Historically, the assessment of jointing has been a largely empirical process and a project may proceed when in the opinion of the geotechnical staff 'enough' data has been collected. For example, the number of fractures in a length of core is used to calculate the RQD or the fracture frequency, but the direction of the core axis may be ignored even though it is known that the fracture frequency is a function of direction when the jointing is not isotropic and thus the fracture frequency may be incorrectly assessed.
The orientation distribution of joint sets in a rock mass can be analysed quite easily as conventional scanline mapping of the rock mass provides a reasonably precise estimate of the dip and dip direction of every joint logged. However, to make a three-dimensional estimate of the extent of fracturing in a rock mass, it is necessary to determine joint persistence in three dimensions. To do this requires the assumption of a model of the geometry of the joints and flat disks are usually chosen as this is the simplest possible two-dimensional shape, requiring the least amount of information to describe the joints.

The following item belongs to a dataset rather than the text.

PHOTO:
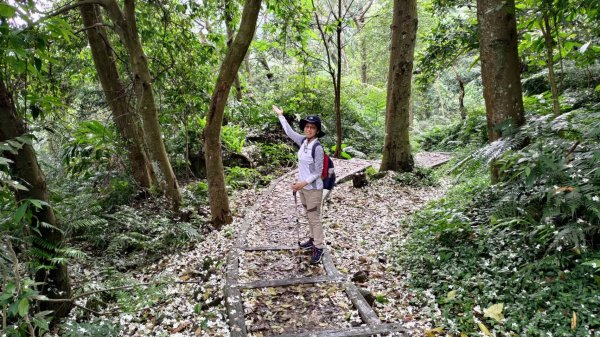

The estimation of the size distribution of the joints in a joint set is a statistical estimation process that is in principle well defined, once a model for the joints has been adopted. If the estimation process has a sound mathematical basis, it is possible to estimate the uncertainty in the parameters. These estimates of the uncertainties in the nature of the joints can be propagated through to arrive at a range of values for the rock mass indices of interest rather than a single value of unknown reliability. Once these ranges are known, an objective decision can be made regarding the state of knowledge of the rock mass.
This paper introduces the new paradigm of quantification of uncertainty in the assessment of the extent of fracturing in jointed rock masses and provides some examples of how estimates of rock mass indices are affected by the quantity of data available for analysis.